“Nunca me abandones”. El precio de las donaciones
Iván Gómez García
Profesor en la Facultad de Ciencias de la Comunicación Blanquerna y coordinador del Máster Universitario en Cine y Televisión: Producción y Realización. Doctor en Teoría de la Literatura y Literatura Comparada por la Universidad Autónoma de Barcelona y licenciado en Derecho (Esade-Universidad Ramon Llull), Teoría de la literatura y literatura comparada (UAB) y Comunicación (Blanquerna-Universidad Ramon Llull). Es coautor, junto a Fernando De Felipe, de los ensayos Adaptación (Barcelona: Trípodos, 2008) y Ficciones Colaterales: Las huellas del 11-S en las series Made in USA (UOC, en prensa).

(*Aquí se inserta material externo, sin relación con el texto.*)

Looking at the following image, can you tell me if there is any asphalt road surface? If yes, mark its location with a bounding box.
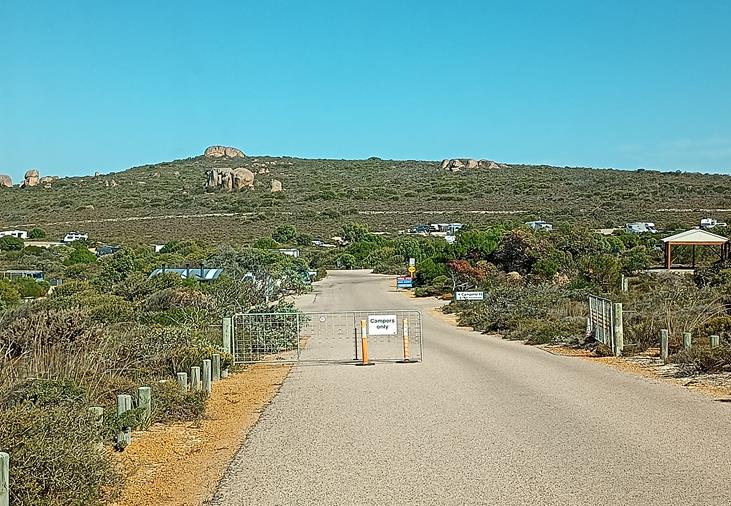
[213,271,731,505]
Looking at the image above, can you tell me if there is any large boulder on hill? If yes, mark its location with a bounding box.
[439,158,505,172]
[206,167,254,191]
[203,146,246,158]
[20,169,40,188]
[38,176,59,184]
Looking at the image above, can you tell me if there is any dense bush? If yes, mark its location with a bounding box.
[670,346,731,373]
[0,381,121,506]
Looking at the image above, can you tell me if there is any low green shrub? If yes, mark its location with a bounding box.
[670,346,731,373]
[0,381,122,506]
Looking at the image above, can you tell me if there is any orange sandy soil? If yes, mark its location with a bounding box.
[430,300,731,400]
[115,365,291,506]
[539,345,731,399]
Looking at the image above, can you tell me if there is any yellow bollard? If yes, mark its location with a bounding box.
[356,320,373,365]
[398,318,416,364]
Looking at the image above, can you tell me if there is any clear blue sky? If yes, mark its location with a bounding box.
[0,0,731,181]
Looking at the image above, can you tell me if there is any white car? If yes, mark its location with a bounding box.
[63,232,89,242]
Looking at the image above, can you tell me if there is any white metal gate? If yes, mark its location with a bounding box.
[229,309,423,364]
[587,295,614,350]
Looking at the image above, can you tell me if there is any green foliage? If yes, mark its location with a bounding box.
[13,277,50,298]
[272,225,297,244]
[28,227,46,240]
[670,346,731,373]
[0,381,122,506]
[64,248,96,265]
[253,237,279,249]
[0,278,20,309]
[0,235,25,251]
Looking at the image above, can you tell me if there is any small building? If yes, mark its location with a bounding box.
[0,270,43,281]
[96,246,122,257]
[150,266,223,282]
[624,221,657,234]
[63,232,89,243]
[279,248,300,258]
[525,220,553,232]
[0,230,28,239]
[430,223,463,235]
[662,228,729,269]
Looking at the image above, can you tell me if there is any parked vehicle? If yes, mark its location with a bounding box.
[700,218,726,230]
[624,221,657,234]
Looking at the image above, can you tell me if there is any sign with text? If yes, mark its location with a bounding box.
[368,314,398,336]
[454,292,485,300]
[396,276,414,288]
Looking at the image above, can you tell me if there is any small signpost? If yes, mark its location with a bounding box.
[454,292,485,301]
[396,276,414,288]
[368,314,398,336]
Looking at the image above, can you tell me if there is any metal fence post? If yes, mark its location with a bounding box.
[0,452,10,506]
[612,302,624,357]
[683,332,693,350]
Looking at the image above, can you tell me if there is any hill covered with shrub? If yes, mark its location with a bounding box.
[0,156,731,243]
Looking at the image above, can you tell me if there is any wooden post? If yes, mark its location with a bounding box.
[178,372,188,394]
[222,318,233,353]
[211,353,221,381]
[612,302,624,357]
[203,359,212,394]
[117,394,132,449]
[89,406,104,451]
[683,332,693,350]
[137,387,152,429]
[0,452,10,506]
[190,365,202,392]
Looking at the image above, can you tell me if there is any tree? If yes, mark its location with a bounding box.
[28,227,46,239]
[13,278,50,298]
[0,235,25,251]
[272,225,297,244]
[341,223,370,242]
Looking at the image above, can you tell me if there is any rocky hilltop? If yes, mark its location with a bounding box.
[206,167,254,191]
[439,158,506,172]
[203,146,246,158]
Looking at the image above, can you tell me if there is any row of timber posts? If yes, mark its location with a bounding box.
[177,353,228,394]
[0,350,230,500]
[660,329,721,362]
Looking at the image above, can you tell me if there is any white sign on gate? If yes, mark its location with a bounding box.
[454,292,485,300]
[368,314,398,336]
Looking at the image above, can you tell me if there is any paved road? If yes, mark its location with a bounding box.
[214,271,731,505]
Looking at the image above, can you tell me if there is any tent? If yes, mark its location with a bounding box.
[662,228,729,269]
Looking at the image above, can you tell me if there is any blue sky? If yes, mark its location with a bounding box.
[0,0,731,181]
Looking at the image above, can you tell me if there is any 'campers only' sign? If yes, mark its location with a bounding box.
[368,314,398,336]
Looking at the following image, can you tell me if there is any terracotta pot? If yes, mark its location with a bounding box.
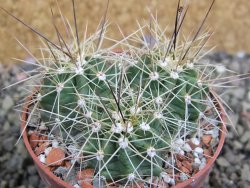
[21,97,226,188]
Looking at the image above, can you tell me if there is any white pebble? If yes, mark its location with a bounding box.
[191,137,200,146]
[161,172,171,183]
[194,147,203,155]
[169,178,175,185]
[73,184,81,188]
[175,138,185,146]
[182,143,192,152]
[194,157,201,166]
[216,65,226,74]
[38,154,46,163]
[180,172,188,181]
[39,121,47,131]
[52,140,59,148]
[44,147,52,156]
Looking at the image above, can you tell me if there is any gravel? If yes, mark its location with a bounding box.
[0,52,250,188]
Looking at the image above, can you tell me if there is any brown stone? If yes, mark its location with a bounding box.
[203,149,212,158]
[46,148,65,166]
[176,154,186,161]
[35,142,50,156]
[81,182,94,188]
[176,159,182,168]
[29,131,39,149]
[39,135,49,142]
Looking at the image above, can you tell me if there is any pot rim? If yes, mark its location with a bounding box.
[21,91,227,188]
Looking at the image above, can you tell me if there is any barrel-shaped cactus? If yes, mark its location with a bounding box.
[5,1,221,187]
[36,45,208,181]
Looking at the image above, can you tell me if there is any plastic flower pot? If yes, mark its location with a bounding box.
[21,94,226,188]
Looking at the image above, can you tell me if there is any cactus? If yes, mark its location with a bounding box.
[3,1,230,187]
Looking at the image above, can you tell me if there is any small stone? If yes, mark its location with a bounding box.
[46,148,65,166]
[203,149,212,158]
[241,164,250,182]
[2,137,15,152]
[29,131,39,149]
[180,166,191,174]
[240,131,250,144]
[194,147,203,155]
[174,138,185,146]
[44,147,52,157]
[182,160,192,169]
[161,172,171,183]
[35,142,49,156]
[180,172,188,181]
[182,143,192,152]
[76,168,95,183]
[52,140,59,148]
[2,95,14,112]
[93,177,105,188]
[194,157,201,167]
[201,134,212,146]
[54,166,68,177]
[38,154,46,163]
[216,157,230,167]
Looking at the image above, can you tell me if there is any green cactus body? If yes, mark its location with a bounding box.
[39,50,208,181]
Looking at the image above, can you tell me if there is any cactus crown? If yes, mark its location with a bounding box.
[5,2,230,187]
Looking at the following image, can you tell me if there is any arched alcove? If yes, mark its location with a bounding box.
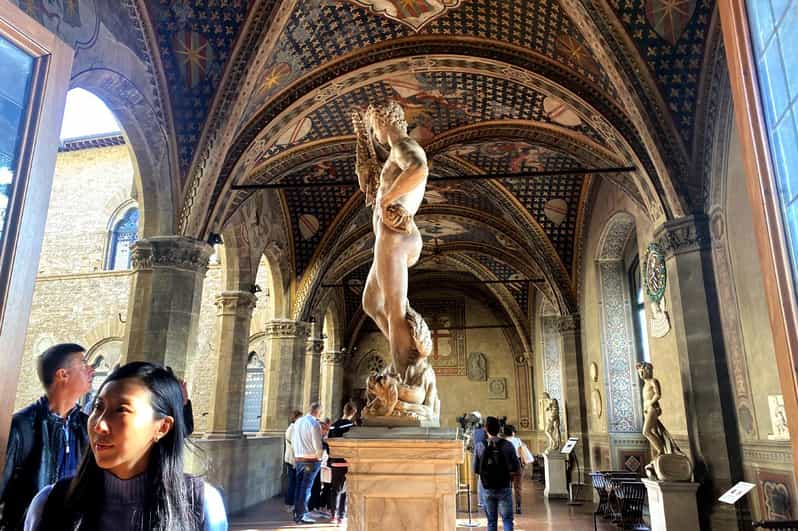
[596,212,642,433]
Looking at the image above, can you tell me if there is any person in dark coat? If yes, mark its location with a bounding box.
[0,343,94,531]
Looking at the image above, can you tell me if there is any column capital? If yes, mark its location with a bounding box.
[557,313,579,334]
[305,337,324,356]
[265,319,311,338]
[321,350,347,365]
[515,352,535,367]
[130,236,213,274]
[654,214,712,258]
[213,291,258,315]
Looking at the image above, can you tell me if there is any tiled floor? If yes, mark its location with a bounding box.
[230,480,616,531]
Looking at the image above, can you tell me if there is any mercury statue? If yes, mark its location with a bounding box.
[352,102,440,426]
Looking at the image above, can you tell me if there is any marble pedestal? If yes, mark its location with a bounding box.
[328,427,464,531]
[643,479,699,531]
[543,450,568,498]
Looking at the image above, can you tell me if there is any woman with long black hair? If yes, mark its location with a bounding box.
[25,362,227,531]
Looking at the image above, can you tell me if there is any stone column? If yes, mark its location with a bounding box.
[208,291,257,438]
[321,351,345,419]
[654,216,742,529]
[557,314,590,482]
[122,236,213,376]
[302,337,324,420]
[261,319,311,432]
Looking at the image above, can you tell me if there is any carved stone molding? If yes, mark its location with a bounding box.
[654,215,712,258]
[321,351,347,365]
[264,319,311,338]
[130,236,213,274]
[557,313,579,334]
[213,291,258,316]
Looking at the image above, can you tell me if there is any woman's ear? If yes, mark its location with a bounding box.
[155,415,175,442]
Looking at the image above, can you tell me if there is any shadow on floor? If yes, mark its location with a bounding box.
[230,480,617,531]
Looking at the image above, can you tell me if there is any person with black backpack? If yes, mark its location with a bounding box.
[474,417,521,531]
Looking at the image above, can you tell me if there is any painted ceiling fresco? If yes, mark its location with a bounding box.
[610,0,715,145]
[244,0,609,126]
[253,72,603,165]
[148,0,253,173]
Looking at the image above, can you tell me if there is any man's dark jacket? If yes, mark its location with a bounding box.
[0,397,89,531]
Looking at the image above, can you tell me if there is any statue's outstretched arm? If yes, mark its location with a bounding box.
[380,145,429,208]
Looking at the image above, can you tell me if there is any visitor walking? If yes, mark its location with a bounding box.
[283,409,302,514]
[474,417,521,531]
[0,343,94,531]
[25,362,227,531]
[291,402,324,524]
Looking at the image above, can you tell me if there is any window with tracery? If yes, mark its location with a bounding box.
[107,208,139,270]
[241,352,263,432]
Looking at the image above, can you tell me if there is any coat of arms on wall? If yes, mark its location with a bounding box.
[643,243,671,337]
[350,0,462,31]
[488,378,507,400]
[467,352,488,382]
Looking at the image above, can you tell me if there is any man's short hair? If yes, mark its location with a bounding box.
[485,417,501,437]
[36,343,86,389]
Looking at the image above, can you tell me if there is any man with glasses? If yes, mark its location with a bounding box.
[0,343,94,531]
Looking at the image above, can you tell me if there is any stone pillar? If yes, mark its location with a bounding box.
[302,337,324,412]
[261,319,311,432]
[321,352,345,419]
[654,216,742,529]
[122,236,213,376]
[208,291,257,438]
[557,314,590,483]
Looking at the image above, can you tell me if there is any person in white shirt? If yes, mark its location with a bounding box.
[291,402,324,524]
[283,410,302,513]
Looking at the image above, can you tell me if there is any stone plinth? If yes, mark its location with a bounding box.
[329,427,464,531]
[643,479,699,531]
[543,450,568,498]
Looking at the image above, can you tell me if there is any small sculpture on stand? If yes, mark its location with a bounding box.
[543,393,562,453]
[352,102,440,427]
[637,361,693,481]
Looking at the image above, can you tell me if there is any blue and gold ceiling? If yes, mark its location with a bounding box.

“El laberinto es la patria del que duda”.
Walter Benjamin
El misterio de Hailsham
Un halo de misterio recorre todo lo acontecido en el internado de Hailsham. Un lugar extraño construido a imagen y semejanza de un viejo (y literario) internado inglés pero en el que los estudiantes se preparan no para ser futuros estudiantes de medicina, de derecho o profesionales de cualquier ámbito imaginable, sino para ser “donantes” y “cuidadores”. Donantes de órganos y cuidadores de esos futuros donantes. Un misterio narrado retrospectivamente (tanto en la novela como en su adaptación para la gran pantalla) por Kathy H., quien apenas iniciado su relato comenta: “No sé por qué, pero llevo ya un tiempo teniendo esa sensación, la de que todo está relacionado, aunque no consigo imaginar cómo”[1]. Y digo misterio no porque estemos ante una historia con giro final inesperado y enigma brillantemente resuelto en el último suspiro, sino porque los datos y hechos relevantes nos llegan a través del vacilante y oscuro relato de una Kathy que intenta explicar, como mejor puede, la inevitable verdad que rodea a todos aquellos seres que en esta historia tienen el calificativo de “donantes”. Y si bien en este caso la novela puede ayudarnos algo más que el film a entender las profundas vacilaciones y los huecos existentes en la memoria de la narradora, deberíamos comentar que, en el caso que nos ocupa, novela y película siguen una misma dirección. La adaptación fechada en 2010 de la novela de Kazuo Ishiguro, dirigida por Mark Romanek y con guión de Alex Garland, se muestra, en lo esencial, fiel a la obra original. Sin aportar ni exhibir diferencias significativas, la adaptación realiza las mismas inquietantes preguntas que su antecedente literario, se construye a partir de una formulación visual acorde al tono general de una narración compleja y voluntariamente engañosa (y terriblemente oscura, como veremos) progresando por las partes argumentalmente más importantes de la novela. Por ello nos referiremos indistintamente a película y obra literaria en nuestro intento por comentar Nunca me abandones.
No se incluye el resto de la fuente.